Use of the Electronic Health Record to Target Patients for Non-endoscopic Barrett's Esophagus Screening

Dig Dis Sci. 2019 Dec;64(12):3463-3470. doi: 10.1007/s10620-019-05707-2. Epub 2019 Jul 4.

Abstract

Background: Clinical prediction models targeting patients for Barrett's esophagus (BE) screening include data obtained by interview, questionnaire, and body measurements. A tool based on electronic health records (EHR) data could reduce cost and enhance usability, particularly if combined with non-endoscopic BE screening methods.

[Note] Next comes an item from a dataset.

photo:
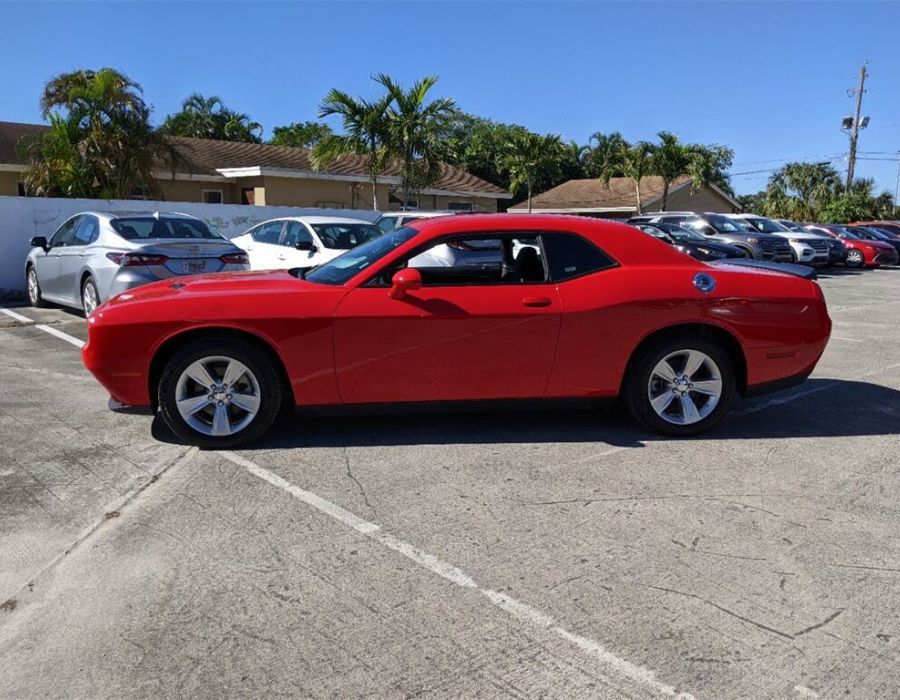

Aims: To determine whether EHR-based data can identify BE patients.

Methods: We performed a retrospective review of patients ages 50-75 who underwent a first-time esophagogastroduodenoscopy. Data extracted from the EHR included demographics and BE risk factors. Endoscopy and pathology reports were reviewed for histologically confirmed BE. Screening criteria modified from clinical guidelines were assessed for association with BE. Subsequently, a score based on multivariate logistic regression was developed and assessed for its ability to identify BE subjects.

Results: A total of 2931 patients were assessed, and BE was found in 1.9%. Subjects who met screening criteria were more likely to have BE (3.3% vs. 1.1%, p = 0.001), and the criteria predicted BE with an AUROC of 0.65 (95% CI 0.59-0.71). A score based on logistic regression modeling included gastroesophageal reflux disease, sex, body mass index, and ever-smoker status and identified BE subjects with an AUROC of 0.71 (95% CI 0.64-0.77). Both prediction tools produced higher AUROCs in women than in men.

Conclusions: EHR-based BE risk prediction tools identify BE patients with fair accuracy. While these tools may improve the efficiency of patient targeting for BE screening in the primary care setting, challenges remain to identify high-risk patients for non-invasive BE screening in clinical practice.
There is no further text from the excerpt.